Name	Name	Last commit message	Last commit date
parent directory ..
.gitignore	.gitignore
README.md	README.md
config.py	config.py
env.donotcommit.example	env.donotcommit.example
rag-tutorial-rhoai.ipynb	rag-tutorial-rhoai.ipynb
rag-tutorial.ipynb	rag-tutorial.ipynb
requirements.txt	requirements.txt

RAG (Retrieval-Augmented Generation) Tutorial

This tutorial demonstrates how to build a RAG pipeline using NVIDIA NeMo Microservices on OpenShift.

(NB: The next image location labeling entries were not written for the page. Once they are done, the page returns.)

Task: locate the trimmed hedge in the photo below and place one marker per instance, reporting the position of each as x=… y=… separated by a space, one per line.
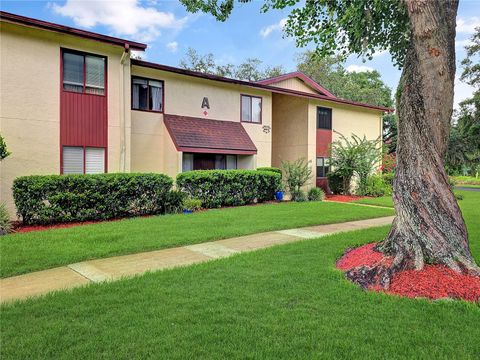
x=218 y=188
x=66 y=198
x=275 y=170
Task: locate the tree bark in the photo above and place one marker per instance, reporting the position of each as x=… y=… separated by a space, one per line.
x=428 y=227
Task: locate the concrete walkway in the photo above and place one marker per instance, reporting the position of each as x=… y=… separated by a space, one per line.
x=108 y=269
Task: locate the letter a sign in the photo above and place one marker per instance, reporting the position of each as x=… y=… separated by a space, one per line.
x=205 y=103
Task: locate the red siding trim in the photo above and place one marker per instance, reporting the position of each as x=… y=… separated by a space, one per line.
x=261 y=109
x=324 y=140
x=83 y=117
x=45 y=25
x=272 y=89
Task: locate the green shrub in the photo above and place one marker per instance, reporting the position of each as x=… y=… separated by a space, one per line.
x=375 y=186
x=66 y=198
x=174 y=201
x=316 y=194
x=299 y=196
x=192 y=204
x=388 y=177
x=3 y=149
x=216 y=188
x=336 y=182
x=275 y=170
x=5 y=225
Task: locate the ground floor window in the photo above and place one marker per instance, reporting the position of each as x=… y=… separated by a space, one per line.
x=83 y=160
x=208 y=162
x=323 y=166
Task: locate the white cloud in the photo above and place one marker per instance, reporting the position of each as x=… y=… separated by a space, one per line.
x=123 y=17
x=274 y=27
x=359 y=68
x=380 y=53
x=462 y=92
x=467 y=25
x=172 y=46
x=463 y=43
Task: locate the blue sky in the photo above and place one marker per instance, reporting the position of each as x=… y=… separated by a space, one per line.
x=169 y=30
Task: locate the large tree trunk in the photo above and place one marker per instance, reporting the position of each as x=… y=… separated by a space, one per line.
x=428 y=227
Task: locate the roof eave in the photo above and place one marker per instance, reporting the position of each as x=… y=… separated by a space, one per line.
x=45 y=25
x=256 y=85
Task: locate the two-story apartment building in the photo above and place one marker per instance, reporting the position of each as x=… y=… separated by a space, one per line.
x=73 y=101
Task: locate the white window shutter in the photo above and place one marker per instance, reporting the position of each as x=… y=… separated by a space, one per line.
x=72 y=160
x=95 y=161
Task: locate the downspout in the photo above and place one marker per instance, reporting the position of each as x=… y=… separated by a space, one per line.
x=123 y=110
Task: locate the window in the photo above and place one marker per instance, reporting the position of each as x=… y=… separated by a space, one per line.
x=231 y=162
x=208 y=162
x=83 y=160
x=251 y=109
x=147 y=94
x=83 y=73
x=324 y=118
x=323 y=166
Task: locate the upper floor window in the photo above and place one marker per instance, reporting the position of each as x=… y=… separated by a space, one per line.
x=83 y=73
x=251 y=109
x=324 y=118
x=147 y=94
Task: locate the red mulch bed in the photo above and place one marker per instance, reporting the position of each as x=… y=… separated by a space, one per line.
x=345 y=198
x=432 y=282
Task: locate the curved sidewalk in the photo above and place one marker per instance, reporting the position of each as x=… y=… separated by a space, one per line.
x=114 y=268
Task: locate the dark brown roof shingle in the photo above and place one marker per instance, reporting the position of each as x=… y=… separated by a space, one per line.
x=191 y=134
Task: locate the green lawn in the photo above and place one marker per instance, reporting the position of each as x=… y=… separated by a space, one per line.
x=27 y=252
x=286 y=302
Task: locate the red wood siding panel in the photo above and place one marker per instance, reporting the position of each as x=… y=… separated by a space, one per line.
x=324 y=139
x=83 y=119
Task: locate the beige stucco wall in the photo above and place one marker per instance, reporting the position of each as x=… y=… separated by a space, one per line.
x=183 y=96
x=295 y=84
x=295 y=123
x=290 y=129
x=30 y=101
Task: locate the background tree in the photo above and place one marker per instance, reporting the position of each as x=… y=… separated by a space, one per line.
x=330 y=72
x=420 y=36
x=249 y=70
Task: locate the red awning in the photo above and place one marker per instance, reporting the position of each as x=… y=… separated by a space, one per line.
x=197 y=135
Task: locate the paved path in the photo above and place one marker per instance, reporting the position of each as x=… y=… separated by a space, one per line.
x=108 y=269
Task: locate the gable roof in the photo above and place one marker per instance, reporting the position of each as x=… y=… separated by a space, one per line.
x=45 y=25
x=273 y=89
x=199 y=135
x=297 y=75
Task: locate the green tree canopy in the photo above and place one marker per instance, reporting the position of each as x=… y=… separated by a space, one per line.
x=330 y=72
x=249 y=70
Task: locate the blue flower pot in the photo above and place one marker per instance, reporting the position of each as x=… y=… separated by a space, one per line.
x=279 y=195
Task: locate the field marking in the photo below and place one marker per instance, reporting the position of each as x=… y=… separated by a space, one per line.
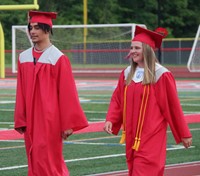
x=68 y=161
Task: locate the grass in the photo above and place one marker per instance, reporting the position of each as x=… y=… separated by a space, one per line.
x=89 y=156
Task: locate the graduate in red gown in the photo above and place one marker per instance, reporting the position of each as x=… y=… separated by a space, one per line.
x=47 y=105
x=144 y=102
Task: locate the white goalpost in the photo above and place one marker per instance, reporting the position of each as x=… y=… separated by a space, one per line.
x=193 y=64
x=103 y=43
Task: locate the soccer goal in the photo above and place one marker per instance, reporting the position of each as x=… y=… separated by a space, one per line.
x=100 y=44
x=193 y=64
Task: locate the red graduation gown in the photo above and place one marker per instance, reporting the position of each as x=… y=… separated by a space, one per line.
x=163 y=108
x=47 y=103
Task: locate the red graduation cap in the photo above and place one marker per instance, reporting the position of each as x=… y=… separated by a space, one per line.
x=153 y=39
x=42 y=17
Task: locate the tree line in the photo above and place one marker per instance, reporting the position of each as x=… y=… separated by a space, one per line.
x=180 y=17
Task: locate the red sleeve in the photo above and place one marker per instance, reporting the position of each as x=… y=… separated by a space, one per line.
x=20 y=108
x=170 y=106
x=115 y=110
x=71 y=113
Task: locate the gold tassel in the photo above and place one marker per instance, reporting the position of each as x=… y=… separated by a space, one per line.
x=123 y=137
x=138 y=145
x=141 y=119
x=135 y=143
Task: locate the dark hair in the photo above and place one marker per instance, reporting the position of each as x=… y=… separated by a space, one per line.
x=45 y=27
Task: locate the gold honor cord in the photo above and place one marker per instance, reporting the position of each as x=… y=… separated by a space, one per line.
x=123 y=137
x=141 y=118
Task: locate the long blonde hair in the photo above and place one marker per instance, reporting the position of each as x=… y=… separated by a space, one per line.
x=149 y=66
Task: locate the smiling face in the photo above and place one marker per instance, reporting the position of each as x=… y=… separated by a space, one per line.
x=137 y=53
x=37 y=35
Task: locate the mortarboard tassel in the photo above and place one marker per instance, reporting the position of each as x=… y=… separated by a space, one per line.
x=123 y=137
x=141 y=118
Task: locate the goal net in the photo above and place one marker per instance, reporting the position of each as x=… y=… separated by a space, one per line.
x=193 y=64
x=83 y=44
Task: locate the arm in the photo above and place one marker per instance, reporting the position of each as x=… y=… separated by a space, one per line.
x=171 y=108
x=20 y=109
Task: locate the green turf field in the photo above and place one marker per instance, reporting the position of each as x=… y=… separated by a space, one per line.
x=91 y=153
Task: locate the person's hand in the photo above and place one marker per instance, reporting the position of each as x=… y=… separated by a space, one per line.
x=67 y=133
x=187 y=142
x=108 y=127
x=21 y=130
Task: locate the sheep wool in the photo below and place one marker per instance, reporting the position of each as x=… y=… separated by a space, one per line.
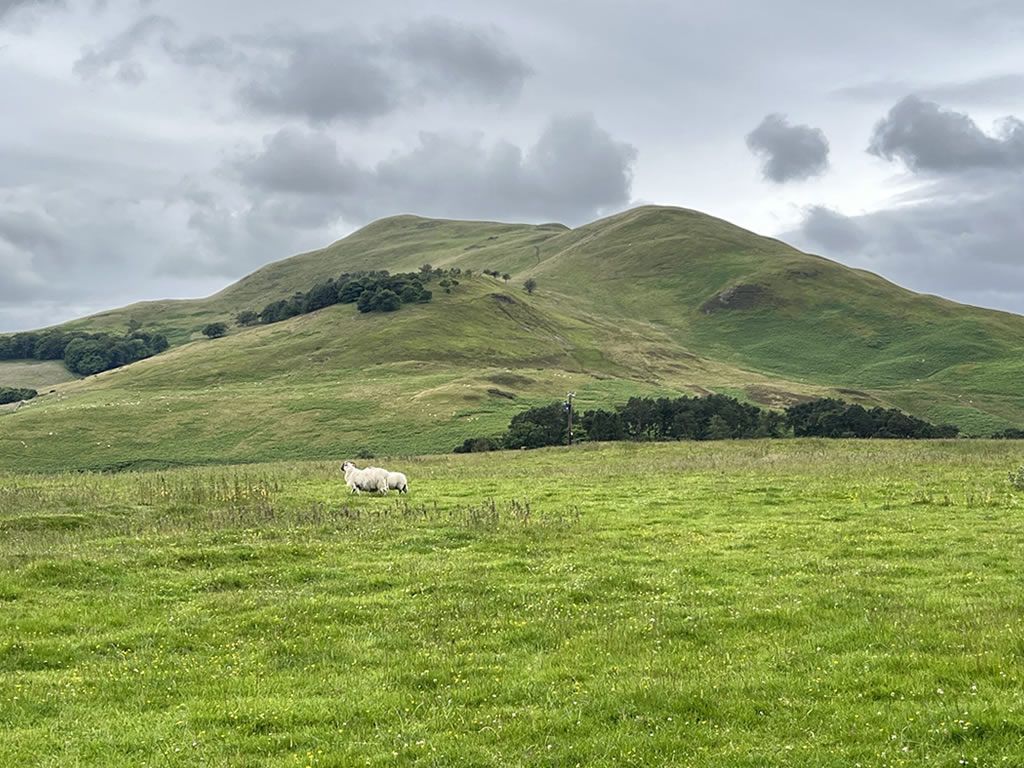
x=370 y=478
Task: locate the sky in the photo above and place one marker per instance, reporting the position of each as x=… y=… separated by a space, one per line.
x=156 y=150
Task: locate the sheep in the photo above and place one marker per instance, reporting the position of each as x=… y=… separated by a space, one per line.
x=397 y=481
x=370 y=478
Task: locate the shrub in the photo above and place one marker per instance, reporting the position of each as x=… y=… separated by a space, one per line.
x=14 y=394
x=479 y=445
x=247 y=317
x=537 y=427
x=215 y=330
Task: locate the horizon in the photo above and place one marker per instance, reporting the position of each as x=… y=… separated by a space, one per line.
x=165 y=151
x=231 y=282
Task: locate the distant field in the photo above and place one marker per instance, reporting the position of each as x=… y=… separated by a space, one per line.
x=758 y=603
x=34 y=374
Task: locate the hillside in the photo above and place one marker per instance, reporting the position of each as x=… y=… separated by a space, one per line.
x=651 y=300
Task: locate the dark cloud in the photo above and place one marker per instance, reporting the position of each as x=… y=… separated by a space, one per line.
x=957 y=237
x=322 y=78
x=117 y=55
x=298 y=162
x=928 y=137
x=788 y=153
x=574 y=172
x=449 y=56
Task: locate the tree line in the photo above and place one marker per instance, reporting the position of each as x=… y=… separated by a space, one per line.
x=82 y=352
x=713 y=417
x=371 y=292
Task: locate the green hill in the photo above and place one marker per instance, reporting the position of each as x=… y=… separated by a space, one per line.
x=651 y=300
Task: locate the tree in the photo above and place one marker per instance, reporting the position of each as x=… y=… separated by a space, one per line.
x=718 y=428
x=247 y=317
x=14 y=394
x=86 y=356
x=320 y=296
x=538 y=427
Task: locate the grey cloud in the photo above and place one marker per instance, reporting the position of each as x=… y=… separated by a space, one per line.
x=322 y=78
x=118 y=54
x=993 y=89
x=573 y=172
x=451 y=56
x=345 y=76
x=8 y=7
x=788 y=153
x=209 y=52
x=962 y=238
x=835 y=232
x=297 y=162
x=927 y=137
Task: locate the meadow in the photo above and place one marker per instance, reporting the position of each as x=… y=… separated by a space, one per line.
x=756 y=603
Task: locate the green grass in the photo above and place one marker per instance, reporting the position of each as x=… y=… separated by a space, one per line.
x=765 y=603
x=34 y=374
x=621 y=310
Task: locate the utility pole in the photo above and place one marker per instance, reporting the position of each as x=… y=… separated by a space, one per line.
x=568 y=410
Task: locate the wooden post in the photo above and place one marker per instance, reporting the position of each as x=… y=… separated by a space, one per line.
x=568 y=408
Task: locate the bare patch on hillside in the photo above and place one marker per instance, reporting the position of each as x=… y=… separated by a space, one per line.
x=802 y=272
x=853 y=392
x=510 y=380
x=775 y=397
x=743 y=296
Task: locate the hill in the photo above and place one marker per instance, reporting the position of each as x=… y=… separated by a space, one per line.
x=651 y=300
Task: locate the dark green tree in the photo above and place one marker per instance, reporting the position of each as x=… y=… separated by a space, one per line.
x=215 y=330
x=247 y=317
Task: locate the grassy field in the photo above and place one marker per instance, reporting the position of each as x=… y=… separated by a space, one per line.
x=653 y=300
x=760 y=603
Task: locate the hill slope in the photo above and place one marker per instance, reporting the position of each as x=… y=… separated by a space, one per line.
x=651 y=300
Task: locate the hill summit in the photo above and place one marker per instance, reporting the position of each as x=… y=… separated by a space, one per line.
x=653 y=300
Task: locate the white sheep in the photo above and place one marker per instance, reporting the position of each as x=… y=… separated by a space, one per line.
x=370 y=478
x=397 y=481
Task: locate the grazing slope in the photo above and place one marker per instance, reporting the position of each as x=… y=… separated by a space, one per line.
x=651 y=300
x=769 y=603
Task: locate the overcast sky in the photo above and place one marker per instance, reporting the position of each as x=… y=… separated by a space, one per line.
x=152 y=148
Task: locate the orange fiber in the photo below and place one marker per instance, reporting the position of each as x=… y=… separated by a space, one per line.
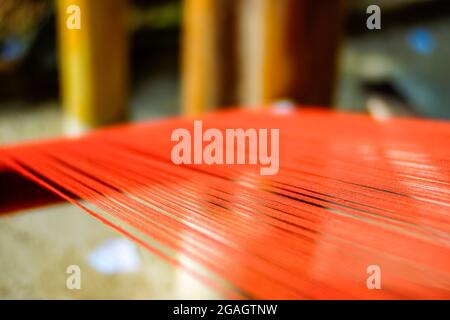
x=351 y=192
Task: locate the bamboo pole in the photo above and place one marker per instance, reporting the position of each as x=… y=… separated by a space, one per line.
x=93 y=64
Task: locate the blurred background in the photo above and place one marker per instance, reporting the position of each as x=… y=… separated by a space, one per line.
x=145 y=59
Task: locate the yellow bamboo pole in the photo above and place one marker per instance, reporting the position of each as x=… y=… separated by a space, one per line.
x=199 y=65
x=93 y=63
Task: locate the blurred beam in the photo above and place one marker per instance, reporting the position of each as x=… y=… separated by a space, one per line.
x=256 y=52
x=93 y=64
x=289 y=50
x=208 y=55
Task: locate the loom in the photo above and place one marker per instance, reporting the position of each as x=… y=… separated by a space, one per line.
x=351 y=192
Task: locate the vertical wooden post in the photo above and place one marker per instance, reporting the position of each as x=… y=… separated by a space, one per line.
x=256 y=52
x=93 y=63
x=293 y=50
x=209 y=69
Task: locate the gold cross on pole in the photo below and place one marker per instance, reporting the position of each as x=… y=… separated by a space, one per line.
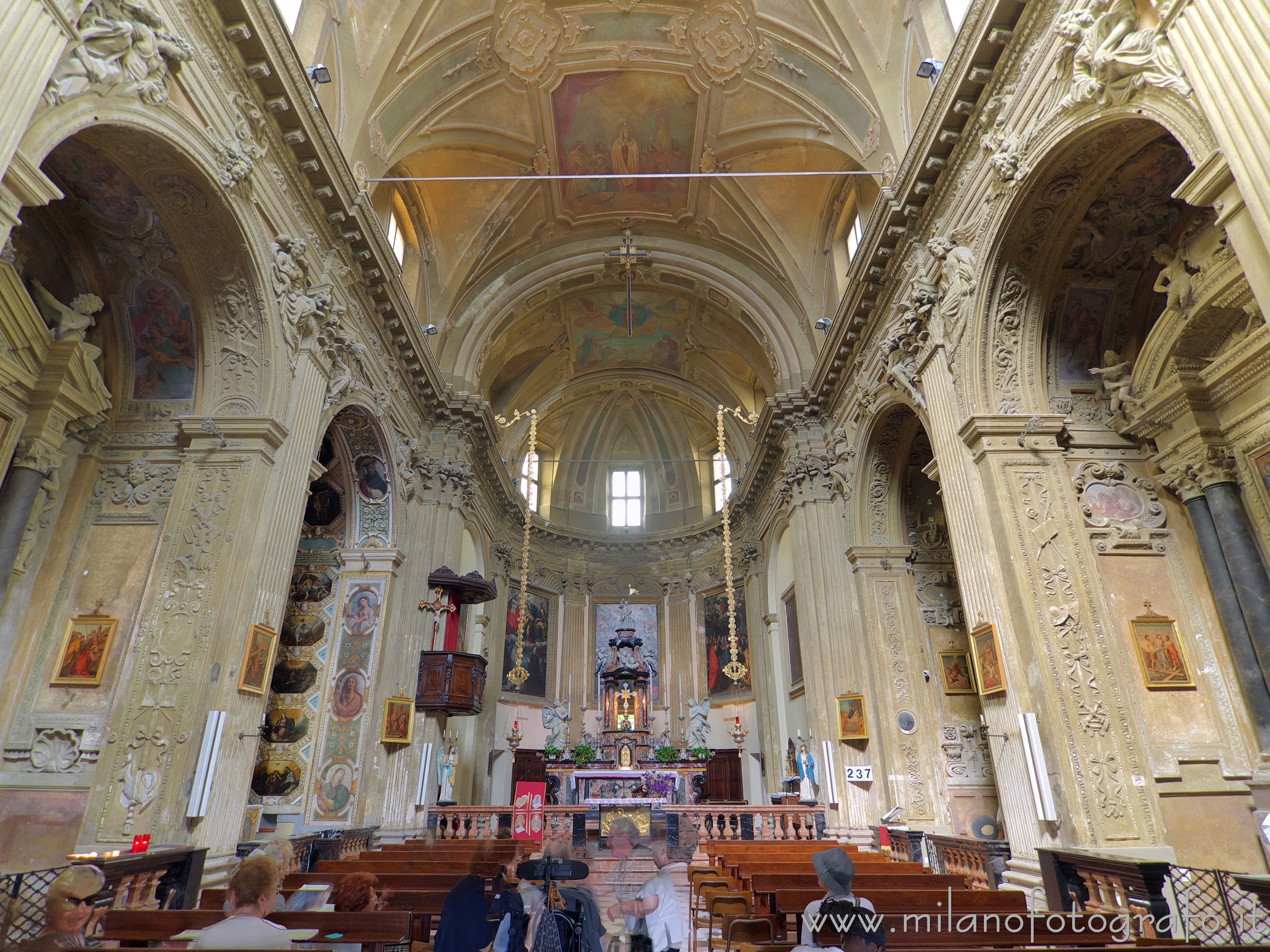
x=628 y=256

Quick Start: For a concise command reference for infrastructure, instances, and demos, see ../../commands.md.

Overview

This example implements a complete RAG workflow:

Document Ingestion: Upload documents to NeMo Data Store
Embedding Generation: Create embeddings using NeMo Embedding NIM
Vector Storage: Store embeddings in NeMo Entity Store
Query Processing: Retrieve relevant documents based on user queries
Response Generation: Generate answers using LlamaStack client (with fallback to direct Chat NIM) with retrieved context
Optional Guardrails: Apply safety guardrails to responses

RHOAI LlamaStack variant

rag-tutorial-rhoai.ipynb is the same RAG flow but uses the RHOAI-deployed LlamaStack (e.g. copilot-llama-stack) for chat instead of the nemo-instances LlamaStack. Use it when your chat model is served via RHOAI’s copilot-llama-stack (no client API key; model id e.g. vllm-inference/redhataillama-31-8b-instruct). Copy env.donotcommit.example to env.donotcommit and set NMS_NAMESPACE; the notebook sets LLAMASTACK_URL and LLAMASTACK_CHAT_MODEL by default.

Deployed Services

✅ NeMo Data Store (v25.08+)
✅ NeMo Entity Store (v25.08+)
✅ NeMo Guardrails (v25.08+) - Optional but recommended
✅ LlamaStack Server - Unified API abstraction layer (deployed via Helm with Bearer token support)
✅ KServe InferenceService with meta/llama-3.2-1b-instruct model
- Service name: Your InferenceService predictor service name
- Must be accessible via Istio service mesh
- LlamaStack must have Istio sidecar injected to communicate with KServe services
✅ Embedding NIM: nv-embedqa-1b-v2 service

Note: The service name for the Chat NIM may differ from the model name. Find your service name:

oc get svc -n <your-namespace> | grep llama
oc get inferenceservice -n <your-namespace> | grep llama

Required Configuration

1. Service Account Token (REQUIRED for LlamaStack)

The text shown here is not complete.